A newly disclosed technique called “Zombie ZIP” (CVE-2026-0866) exploits a structural inconsistency in ZIP archive metadata to conceal malicious payloads from antivirus and endpoint detection and response (EDR) engines. By declaring an incorrect compression method in the archive’s Local File Header while encoding the actual payload with a different algorithm, an attacker can deliver content that security scanners read as unintelligible compressed noise rather than recognizable malware signatures. Testing against VirusTotal on the date of public disclosure found that only one of 66 scanning engines detected the technique — an evasion rate of approximately 98% [1][2].

The vulnerability was disclosed by Christopher Aziz of Bombadil Systems on March 9–10, 2026, following coordinated vendor notification through CERT/CC beginning January 12, 2026 [3]. Kingsoft was the sole engine to detect the proof-of-concept payload; all major commercial security products — including Microsoft Defender, Avast, Bitdefender, ESET, Kaspersky, Sophos, and Trend Micro — failed to flag the malformed archive [1][2]. As of the date of this publication, no vendor patch or remediation update from a major AV or EDR provider had been publicly announced [3].

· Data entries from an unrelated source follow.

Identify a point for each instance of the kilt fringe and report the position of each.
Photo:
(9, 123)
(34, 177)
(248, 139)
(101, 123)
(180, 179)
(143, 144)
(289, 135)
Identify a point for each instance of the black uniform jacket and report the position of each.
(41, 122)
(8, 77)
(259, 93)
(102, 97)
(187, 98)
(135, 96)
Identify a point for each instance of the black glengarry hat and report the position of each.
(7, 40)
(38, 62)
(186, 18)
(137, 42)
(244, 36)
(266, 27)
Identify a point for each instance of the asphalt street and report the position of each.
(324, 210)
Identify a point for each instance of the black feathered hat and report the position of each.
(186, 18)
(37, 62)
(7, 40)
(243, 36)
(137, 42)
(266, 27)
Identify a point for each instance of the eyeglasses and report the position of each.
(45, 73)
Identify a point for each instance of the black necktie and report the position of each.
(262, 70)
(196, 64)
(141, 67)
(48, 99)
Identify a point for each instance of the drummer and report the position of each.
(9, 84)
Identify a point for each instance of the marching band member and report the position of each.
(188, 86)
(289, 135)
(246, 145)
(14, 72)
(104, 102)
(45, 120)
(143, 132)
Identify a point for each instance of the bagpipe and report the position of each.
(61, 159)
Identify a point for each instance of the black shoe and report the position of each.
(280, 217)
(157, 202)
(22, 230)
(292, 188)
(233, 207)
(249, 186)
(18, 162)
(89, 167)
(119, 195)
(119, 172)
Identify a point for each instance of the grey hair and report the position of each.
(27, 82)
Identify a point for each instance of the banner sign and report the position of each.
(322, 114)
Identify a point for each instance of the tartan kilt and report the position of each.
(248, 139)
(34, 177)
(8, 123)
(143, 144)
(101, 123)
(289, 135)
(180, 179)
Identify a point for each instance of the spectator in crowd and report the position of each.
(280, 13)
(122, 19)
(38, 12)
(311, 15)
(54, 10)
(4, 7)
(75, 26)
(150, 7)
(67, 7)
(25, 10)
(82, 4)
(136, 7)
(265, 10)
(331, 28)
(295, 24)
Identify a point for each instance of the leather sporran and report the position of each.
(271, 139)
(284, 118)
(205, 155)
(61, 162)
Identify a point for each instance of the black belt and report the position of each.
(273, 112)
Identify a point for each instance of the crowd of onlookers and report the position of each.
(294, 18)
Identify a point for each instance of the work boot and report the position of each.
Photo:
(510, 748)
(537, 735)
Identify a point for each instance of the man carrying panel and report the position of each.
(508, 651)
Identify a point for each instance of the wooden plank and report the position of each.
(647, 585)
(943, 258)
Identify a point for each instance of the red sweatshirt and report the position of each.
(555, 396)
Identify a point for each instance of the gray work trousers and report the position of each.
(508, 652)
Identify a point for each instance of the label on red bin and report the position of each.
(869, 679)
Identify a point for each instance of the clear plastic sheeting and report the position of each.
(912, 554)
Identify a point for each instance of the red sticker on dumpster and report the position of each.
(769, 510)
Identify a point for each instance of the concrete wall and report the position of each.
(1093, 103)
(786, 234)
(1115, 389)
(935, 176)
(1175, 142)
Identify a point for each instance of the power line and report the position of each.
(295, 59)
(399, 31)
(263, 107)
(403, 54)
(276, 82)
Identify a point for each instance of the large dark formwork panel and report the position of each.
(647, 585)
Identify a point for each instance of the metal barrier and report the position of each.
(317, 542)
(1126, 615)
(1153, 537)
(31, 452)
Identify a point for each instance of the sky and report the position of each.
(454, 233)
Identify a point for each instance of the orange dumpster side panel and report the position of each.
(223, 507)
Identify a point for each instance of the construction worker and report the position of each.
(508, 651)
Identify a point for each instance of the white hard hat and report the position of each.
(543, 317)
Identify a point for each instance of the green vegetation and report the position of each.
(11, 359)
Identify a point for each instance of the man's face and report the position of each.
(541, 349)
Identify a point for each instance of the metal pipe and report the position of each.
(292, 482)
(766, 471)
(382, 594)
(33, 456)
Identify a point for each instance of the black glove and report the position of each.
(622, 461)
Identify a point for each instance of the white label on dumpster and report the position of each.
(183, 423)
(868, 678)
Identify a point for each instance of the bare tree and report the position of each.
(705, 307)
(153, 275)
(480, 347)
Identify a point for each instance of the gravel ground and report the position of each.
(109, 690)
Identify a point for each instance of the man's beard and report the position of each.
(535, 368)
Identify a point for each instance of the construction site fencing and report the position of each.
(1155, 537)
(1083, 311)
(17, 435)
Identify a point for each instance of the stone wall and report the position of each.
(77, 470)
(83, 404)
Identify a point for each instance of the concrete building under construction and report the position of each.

Zombie ZIP is not an exploit in the traditional sense. The malformed archive cannot be opened by standard tools — 7-Zip, WinRAR, and Python’s zipfile library all fail with errors — which means it requires a purpose-built custom loader on the attacker’s side to execute the payload. This characteristic limits widespread commodity malware adoption in the immediate term but does not diminish its relevance to sophisticated, staged delivery campaigns by advanced threat actors. The technique requires as few as six lines of standard zlib code on the decoding side, making integration into existing loader frameworks relatively low-effort. Furthermore, the underlying vulnerability class has direct precedent going back to 2004 without systemic remediation [4], and the 60-day coordinated disclosure window elapsed with virtually no substantive public vendor response.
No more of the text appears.